Mike Fernandez
Mike Fernandez

Reputation: 471

golang: convert uint32 (or any built-in type) to []byte (to be written in a file)

I'm trying to convert an uint32 to a byte array (4 bytes) in Go using the unsafe library:

h := (uint32)(((fh.year*100+fh.month)*100+fh.day)*100 + fh.h)
a := make([]byte, unsafe.Sizeof(h))
copy(a, *(*[]byte)(unsafe.Pointer(&h)))

The first two lines are correct, but then I get a runtime error ( unexpected fault address ) at the copy call.

The next step would be to call Write

_, err = fi.Write(a)

to write the 4 bytes into a file.

I've found other questions with a similar topic, but none with a working code.
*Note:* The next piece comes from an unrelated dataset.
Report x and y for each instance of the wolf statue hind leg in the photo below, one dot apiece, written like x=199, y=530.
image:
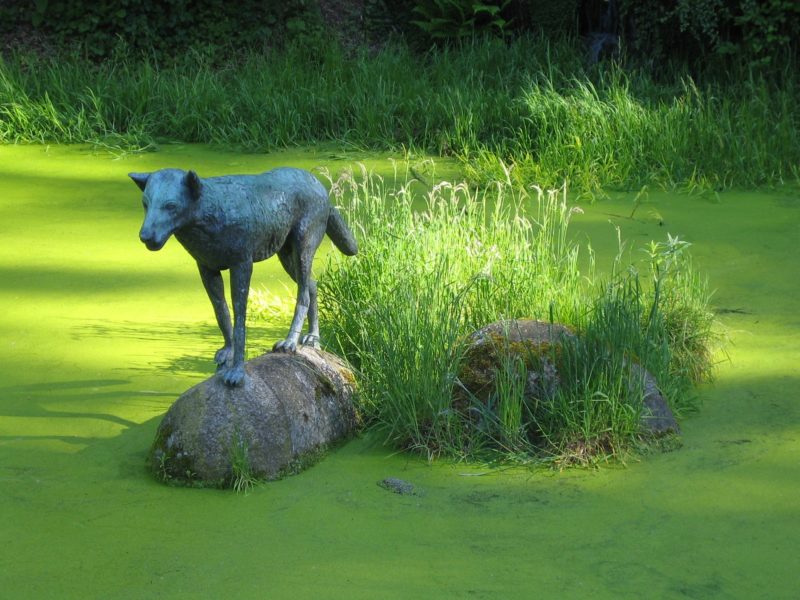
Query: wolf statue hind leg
x=296, y=260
I'm also aware that unsafe is unsafe.

Any help would be greatly appreciated.

Upvotes: 20

Views: 29444

Answers (1)

Thundercat
Thundercat

Reputation: 120941

Avoid the unsafe package.

Use the encoding/binary package to convert a uint32 to a slice of bytes:

h := (uint32)(((fh.year*100+fh.month)*100+fh.day)*100 + fh.h)
a := make([]byte, 4)
binary.LittleEndian.PutUint32(a, h)
_, err = fi.Write(a)

This one-liner does the same thing, but has an additional runtime cost:

err := binary.Write(fi, binary.LittleEndian, (uint32)(((fh.year*100+fh.month)*100+fh.day)*100 + fh.h))

Here's how to do the conversion with the unsafe package:

h := (uint32)(((fh.year*100+fh.month)*100+fh.day)*100 + fh.h)
a := (*[4]byte)(unsafe.Pointer(&h))[:]
_, err = fi.Write(a)

The expression (*[4]byte)(unsafe.Pointer(&h)) converts a uint32 pointer to a [4]byte pointer. The [:] at the end creates a slice on the [4]byte.

The code in the question interprets the uint32 as a slice header. The resulting slice is not valid and copy faults.